Music: Earth
A band so colossal they named themselves after a planet …
A band whose overriding contribution to music has revolved around playing very very slowly but whose 2014 album Primitive and Deadly saw them returning to slightly more familiar ground after the country-tinged excesses that had seeped into the previous couple of albums, with a plethora of slow and distorted atypical rock riffs played at half-speed, one per song, in a sort of measured and euphoric group catharsis. Primitive and Deadly also saw the reintroduction of vocals, courtesy of Mark Lanegan and Rabia Shaheen Qazi
Earth founder Dylan Carlson took some time out to answer a few questions about labels, band history and the creative process:
When you first set up the band, what were the initial influences and intentions? Do you think there were any direct precedents?
It was a combination of my love for Slayer and Venom, through The Velvet Underground, my exposure to La Monte Young and Terry Riley, and with a lot of influences from King Crimson – especially the albums Red and Starless And Bible Black.
You called your sound ‘ambient metal’ early on. What would you call it now?
I still think we’re a slow, ambient hard rock/heavy metal band.
With your latest album, you created something called the Ouroborean Creative Cycle.
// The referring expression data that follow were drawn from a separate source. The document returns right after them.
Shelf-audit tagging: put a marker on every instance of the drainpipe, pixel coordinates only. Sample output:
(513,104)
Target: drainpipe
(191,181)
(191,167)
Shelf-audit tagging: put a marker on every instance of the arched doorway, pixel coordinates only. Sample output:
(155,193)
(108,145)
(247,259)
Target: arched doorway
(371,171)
What is that?
Well I guess it has to do with the band coming full circle over the last 25 years – starting out as a weird heavy metal band, adding influences and sounds from further and further afield, then returning to the source on this latest album.
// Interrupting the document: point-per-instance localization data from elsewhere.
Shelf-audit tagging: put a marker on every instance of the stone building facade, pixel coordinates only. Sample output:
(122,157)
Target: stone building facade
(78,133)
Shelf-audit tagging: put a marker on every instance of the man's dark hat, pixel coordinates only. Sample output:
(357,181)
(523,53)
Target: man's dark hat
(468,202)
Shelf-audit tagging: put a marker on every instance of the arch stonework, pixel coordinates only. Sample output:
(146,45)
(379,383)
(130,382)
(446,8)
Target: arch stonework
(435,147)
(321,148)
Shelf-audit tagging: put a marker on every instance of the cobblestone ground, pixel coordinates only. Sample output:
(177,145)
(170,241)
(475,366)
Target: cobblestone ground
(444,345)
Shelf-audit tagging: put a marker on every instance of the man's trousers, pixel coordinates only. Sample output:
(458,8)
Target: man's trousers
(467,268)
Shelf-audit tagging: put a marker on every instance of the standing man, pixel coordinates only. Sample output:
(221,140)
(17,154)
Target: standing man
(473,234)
How do you go about writing a song; what are the seeds?
I start usually with a riff, then variations on that riff and then the riffs I’m working on generally coalesce into a song. Sometimes there’s a chord progression and riffs that work with it.
There are also vocal contributions on the album, for the first time since the ‘90s. Why now? Is it something you’d like to explore more in the future?
Well, the song ‘Rooks Across The Gate’ had lyrics written with it, so we needed someone to sing it – my voice was never much, and I haven’t used it in 20 years. Mark (Lanegan) and myself have always wanted to work together, and it happened he was free. And then he wanted to do another one so wrote the lyrics for ‘There Is A Serpent Coming’.
Can you tell me the line up for the tour?
The band consists of myself on guitar, Adrienne Davies on drums and Don McGreevy on bass guitar.
Future plans?
Get my Kickstarter manufactured and delivered, move to the UK with my new wife, Holly … and then make more music.